DOLAR 0,0000
EURO 0,0000
STERLIN 0,0000
ALTIN 000,00
BİST 00.000
Advert
Giriş Tarihi : 26-08-2022 14:57

Beni Yıkan ve Hayatımı Değiştiren O Acı…

Cağaloğlu'nda yayınevindeyim.

Yanılmıyorsam 94/95 yılları.

Rahmetli Ahmet Kekeç de yanımda.

Çok sık misafiri geliyor ve saatler süren sohbetler yapıyoruz yayınevinde.

Bazen kahkahalarımız Cağaloğlu yokuşunun hemen başındaki  Evren Pasajı' nın her katından duyuluyorcasına coşkulu ve keyifli...

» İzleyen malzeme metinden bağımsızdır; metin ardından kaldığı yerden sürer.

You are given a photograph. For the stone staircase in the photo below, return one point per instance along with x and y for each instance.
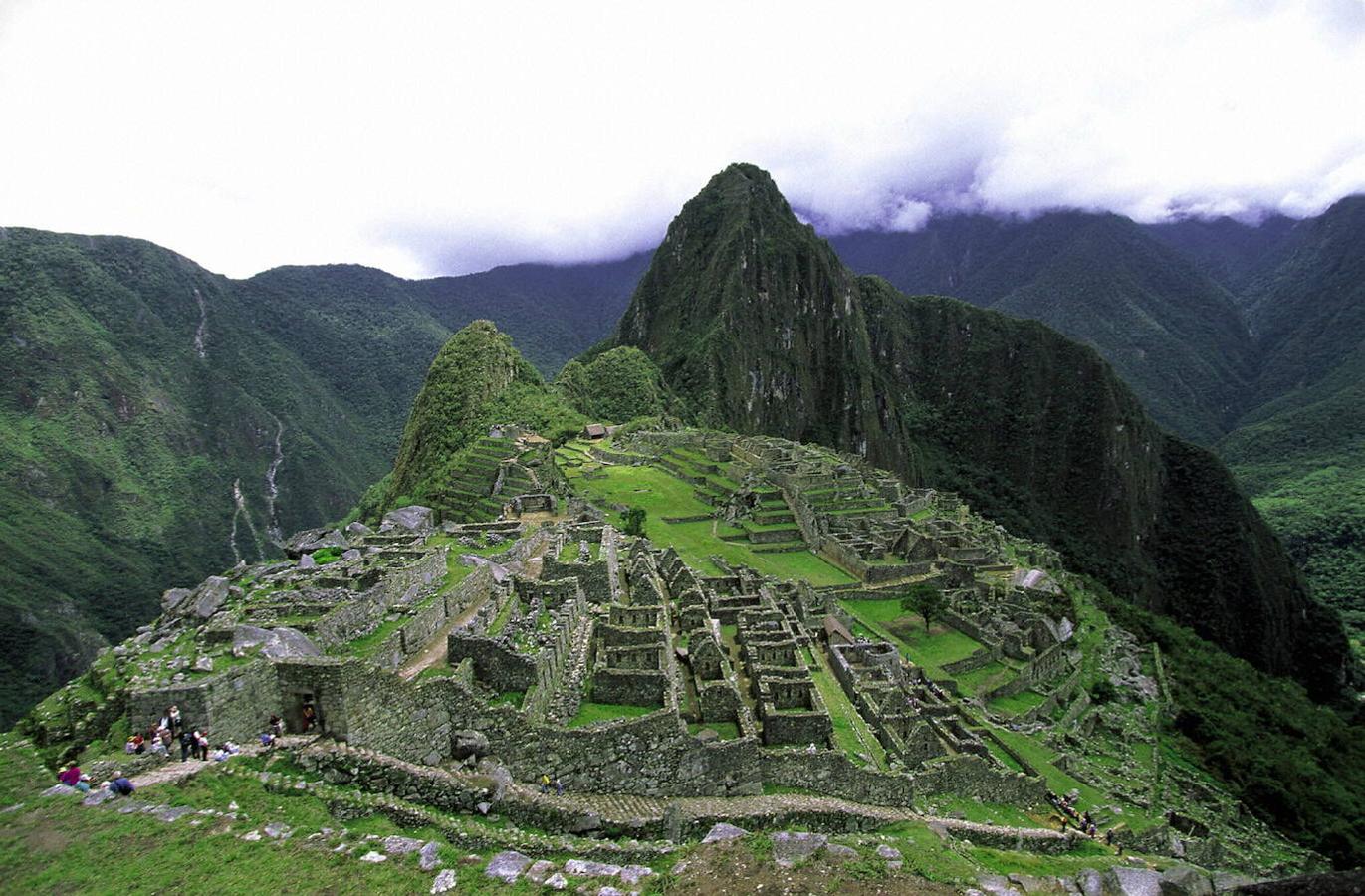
(567, 698)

Bir gün, yine benim tanımadığım ama Ahmet Kekeç'in bir arkadaşı geldi yayınevine.

Mehmet Nuri bey.

Çok beyefendi, yaşça bizden büyük olsa da saygılı ve çok sakin görünüşlü birisi.

Uzun uzun sohbet ettik ve akşama doğru yanından hiç eksik etmediği çantasını alıp gitti.

O gittikten sonra rahmetli Ahmet Kekeç ile Mehmet Nuri Bey'i konuştuk.

Hukuk fakültesi son sınıftan dersleri olduğu için mezun olamamış, evli, iki çocuğu olan bir arkadaş.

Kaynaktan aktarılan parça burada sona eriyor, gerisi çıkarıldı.